The European Space Agency’s Solar Orbiter, expected to launch in 2018, would do exactly that and lead to more accurate sunspot cycle forecasts. Nandi says a dedicated mission to study the X-ray output of solarlike stars at different hydrogen-burning main-sequence ages (including the Sun’s age) would also be helpful in terms of figuring out the variability of stellar magnetism over a star’s lifetime.
“We are just beginning to appreciate the intricate ways in which the activity of parent stars influence planetary evolution and habitability,” says Nandi. Future missions such as Solar Orbiter, NASA’s Solar Probe Plus (due for launch in 2018), and ISRO’s Aditya-L1 mission (India’s first mission to study the Sun by 2020) are expected to contribute to this understanding.
“But what we really need is an expansion of observational work dedicated to recording the long-term and short-term nature of activity in a sample of stars [that] closely resemble the Sun,” says Giampapa. Then we need a complementary sample of stars that is different from our Sun in the key parameters that theorists need to test their models of the Sun’s magnetic field generation and evolution.
This would help researchers understand the relative importance of certain physical parameters such as solar rotation, convection zone depth, the Sun’s effective temperature, and its age or evolutionary status.
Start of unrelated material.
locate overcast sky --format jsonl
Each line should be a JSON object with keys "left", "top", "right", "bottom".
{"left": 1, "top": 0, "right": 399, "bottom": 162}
The Sun’s convection zone ranges from about 124,000 miles (200,000 kilometers) in depth up to the photosphere, where photons are created. “We need more modeling work on the dynamics of the Sun’s convection zone and the effects of the Sun’s rotation on those dynamics,” says Hathaway. “Solar Orbiter [will] reveal the details of the Sun’s subsurface convection zone dynamics.”
But which has the bigger impact on climate: solar dynamics or anthropogenic climate change? “Relevant questions include whether solar effects amplify or mitigate human impacts,” says Guinan. Nandi, however, remains skeptical that the vagaries of the Sun’s 11-year cycles have made a significant impact on Earth’s climate.
Climate physicists and climate modelers have concluded that the impact of solar variations on global temperature change in the past few decades is far less than that due to anthropogenic factors, says Nandi. Until they understand the Sun much better, solar researchers still won’t be able to definitively connect the dots between climate on terra firma and the absence or abundance of sunspots on our nearest star.